Ransomware Group: QILIN

VICTIM NAME: Dominion Lending Centres

NOTE: No files or stolen information are [exfiltrated/downloaded/taken/hosted/seen/reposted/disclosed] by RedPacket Security. Any legal issues relating to the content of the files should be directed at the attackers directly, not RedPacket Security. This blog is simply posting an editorial news post informing that a company has fallen victim to a ransomware attack. RedPacket Security is in no way affiliated or aligned with any ransomware threat actors or groups and will not host infringing content. The information on this page is fully automated and redacted whilst being scraped directly from the QILIN Onion Dark Web Tor Blog page.

AI Generated Summary of the Ransomware Leak Page

The ransomware leak concerns Dominion Lending Centres, a financial services organization based in Canada. The leak was discovered on April 21, 2025, and the attack date is also recorded as April 21, 2025. The leaked data includes a screenshot of the compromised webpage, which features information about the company’s mortgage services, emphasizing their access to competitive products and rates across Canada. The leak appears to include internal or confidential information, potentially containing sensitive data related to the company’s operations. No explicit mention of PII or specific client information is provided, but the presence of such leaks indicates a possible data breach impacting internal data.

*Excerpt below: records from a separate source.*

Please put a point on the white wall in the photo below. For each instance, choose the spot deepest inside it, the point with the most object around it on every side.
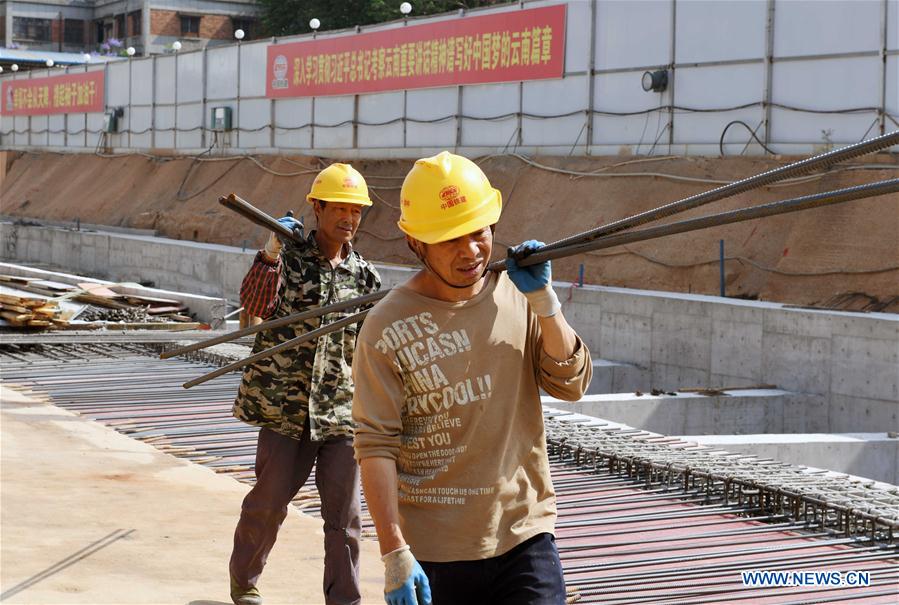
(825, 73)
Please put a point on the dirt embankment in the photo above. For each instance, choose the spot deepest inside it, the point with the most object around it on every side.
(809, 257)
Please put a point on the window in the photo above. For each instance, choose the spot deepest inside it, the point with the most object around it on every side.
(190, 25)
(74, 32)
(136, 19)
(246, 25)
(29, 29)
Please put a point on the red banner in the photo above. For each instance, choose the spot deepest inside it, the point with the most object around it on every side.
(505, 47)
(71, 93)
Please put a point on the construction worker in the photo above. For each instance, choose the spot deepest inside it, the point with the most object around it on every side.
(302, 398)
(449, 426)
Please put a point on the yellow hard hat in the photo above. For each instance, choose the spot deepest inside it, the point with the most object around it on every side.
(447, 196)
(340, 183)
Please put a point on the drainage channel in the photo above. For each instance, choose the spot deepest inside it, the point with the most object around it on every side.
(643, 518)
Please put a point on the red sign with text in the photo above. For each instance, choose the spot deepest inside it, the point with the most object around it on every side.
(510, 46)
(71, 93)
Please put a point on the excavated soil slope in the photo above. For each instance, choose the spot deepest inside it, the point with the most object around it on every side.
(813, 257)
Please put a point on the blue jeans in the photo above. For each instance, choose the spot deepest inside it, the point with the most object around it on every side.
(529, 574)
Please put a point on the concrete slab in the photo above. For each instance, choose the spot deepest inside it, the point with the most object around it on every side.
(869, 455)
(91, 516)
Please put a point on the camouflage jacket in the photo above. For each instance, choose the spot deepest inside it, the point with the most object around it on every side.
(313, 379)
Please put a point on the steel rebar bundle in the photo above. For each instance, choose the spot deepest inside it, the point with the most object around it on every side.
(642, 518)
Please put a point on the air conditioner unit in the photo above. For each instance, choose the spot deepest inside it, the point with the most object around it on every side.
(111, 119)
(221, 118)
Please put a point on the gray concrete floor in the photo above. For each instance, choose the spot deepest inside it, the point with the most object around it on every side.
(91, 516)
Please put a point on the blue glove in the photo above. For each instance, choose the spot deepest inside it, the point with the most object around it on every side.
(274, 244)
(295, 225)
(534, 281)
(405, 582)
(531, 278)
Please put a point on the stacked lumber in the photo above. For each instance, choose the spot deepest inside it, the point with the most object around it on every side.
(96, 305)
(19, 311)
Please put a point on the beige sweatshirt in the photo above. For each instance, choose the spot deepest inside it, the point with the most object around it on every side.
(450, 391)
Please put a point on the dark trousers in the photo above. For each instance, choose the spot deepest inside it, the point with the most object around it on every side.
(529, 574)
(282, 467)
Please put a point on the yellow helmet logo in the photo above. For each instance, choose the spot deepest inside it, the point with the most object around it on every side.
(447, 196)
(340, 183)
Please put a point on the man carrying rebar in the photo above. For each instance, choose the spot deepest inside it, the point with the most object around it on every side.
(449, 431)
(302, 398)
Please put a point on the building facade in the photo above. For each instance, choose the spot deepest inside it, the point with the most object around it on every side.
(150, 26)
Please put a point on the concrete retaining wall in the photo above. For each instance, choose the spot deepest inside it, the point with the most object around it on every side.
(850, 360)
(871, 455)
(737, 412)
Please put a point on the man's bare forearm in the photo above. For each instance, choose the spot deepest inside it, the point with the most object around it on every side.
(559, 339)
(380, 485)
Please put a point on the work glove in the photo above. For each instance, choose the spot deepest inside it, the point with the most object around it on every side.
(274, 244)
(405, 582)
(534, 281)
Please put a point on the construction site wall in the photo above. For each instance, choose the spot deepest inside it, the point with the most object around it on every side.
(801, 76)
(840, 370)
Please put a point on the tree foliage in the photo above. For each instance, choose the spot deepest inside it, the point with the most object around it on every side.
(288, 17)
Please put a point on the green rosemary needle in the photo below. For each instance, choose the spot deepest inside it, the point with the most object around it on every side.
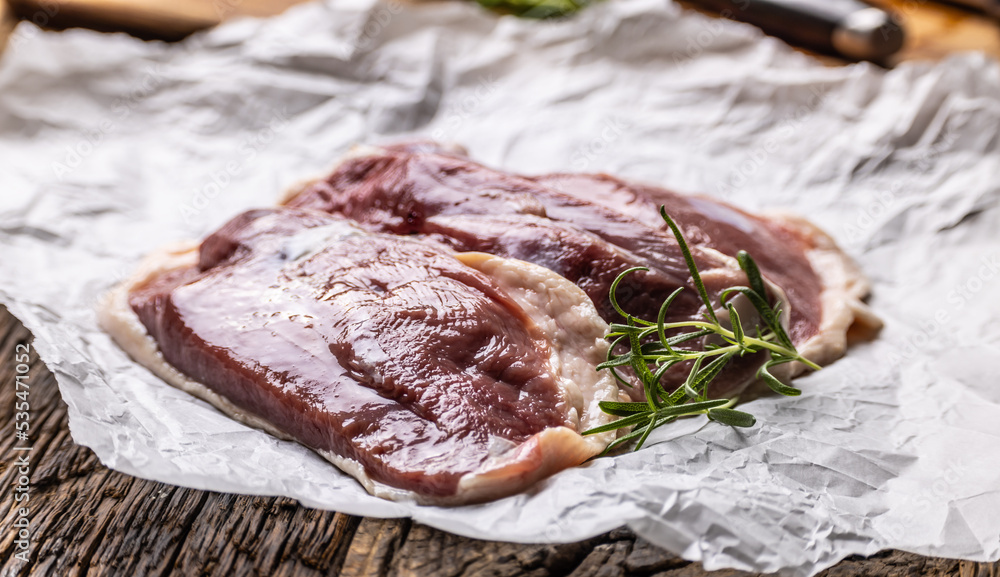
(651, 353)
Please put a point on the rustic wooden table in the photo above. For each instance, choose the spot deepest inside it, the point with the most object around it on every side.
(89, 520)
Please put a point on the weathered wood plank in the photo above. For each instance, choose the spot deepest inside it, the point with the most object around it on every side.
(88, 520)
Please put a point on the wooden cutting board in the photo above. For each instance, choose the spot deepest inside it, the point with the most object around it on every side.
(934, 30)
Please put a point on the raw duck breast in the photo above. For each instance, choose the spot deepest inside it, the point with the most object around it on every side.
(589, 228)
(426, 374)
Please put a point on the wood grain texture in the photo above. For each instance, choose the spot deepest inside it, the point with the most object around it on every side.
(87, 520)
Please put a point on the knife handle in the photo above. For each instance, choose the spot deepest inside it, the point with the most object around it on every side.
(849, 28)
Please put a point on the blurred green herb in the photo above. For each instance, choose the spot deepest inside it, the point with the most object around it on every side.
(652, 353)
(536, 8)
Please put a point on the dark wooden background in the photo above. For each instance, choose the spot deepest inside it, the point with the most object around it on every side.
(89, 520)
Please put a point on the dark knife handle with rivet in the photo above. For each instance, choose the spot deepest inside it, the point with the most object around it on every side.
(849, 28)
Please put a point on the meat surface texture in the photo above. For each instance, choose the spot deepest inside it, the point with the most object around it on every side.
(590, 228)
(432, 326)
(429, 375)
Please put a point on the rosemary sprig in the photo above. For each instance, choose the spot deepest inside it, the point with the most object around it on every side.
(651, 353)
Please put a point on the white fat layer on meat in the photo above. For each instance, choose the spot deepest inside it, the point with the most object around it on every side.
(562, 312)
(842, 306)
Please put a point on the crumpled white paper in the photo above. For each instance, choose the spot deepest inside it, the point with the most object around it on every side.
(110, 147)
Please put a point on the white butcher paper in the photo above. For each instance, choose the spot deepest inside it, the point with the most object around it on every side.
(111, 147)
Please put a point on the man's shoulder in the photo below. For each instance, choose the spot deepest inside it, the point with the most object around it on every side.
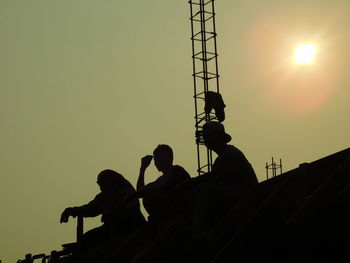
(180, 171)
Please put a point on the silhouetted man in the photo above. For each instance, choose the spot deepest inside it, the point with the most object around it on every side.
(120, 217)
(158, 196)
(231, 176)
(231, 168)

The victim’s website, hosted under the domain www.dlcthemortgagesource.ca, is associated with the financial sector. The leak was posted on a dark web portal accessible via a provided onion link, suggesting that the attackers targeted the company’s online resources. The leak features a screenshot image highlighting internal content, likely illustrating the nature of the breach. No additional download links or data leaks are explicitly referenced in the available information. The group responsible for the attack is identified as “qilin” and the date of discovery confirms the incident’s recent occurrence. Further details about the specific compromised data are not disclosed, but the incident underscores the ongoing threat to financial institutions from cybercriminal activities.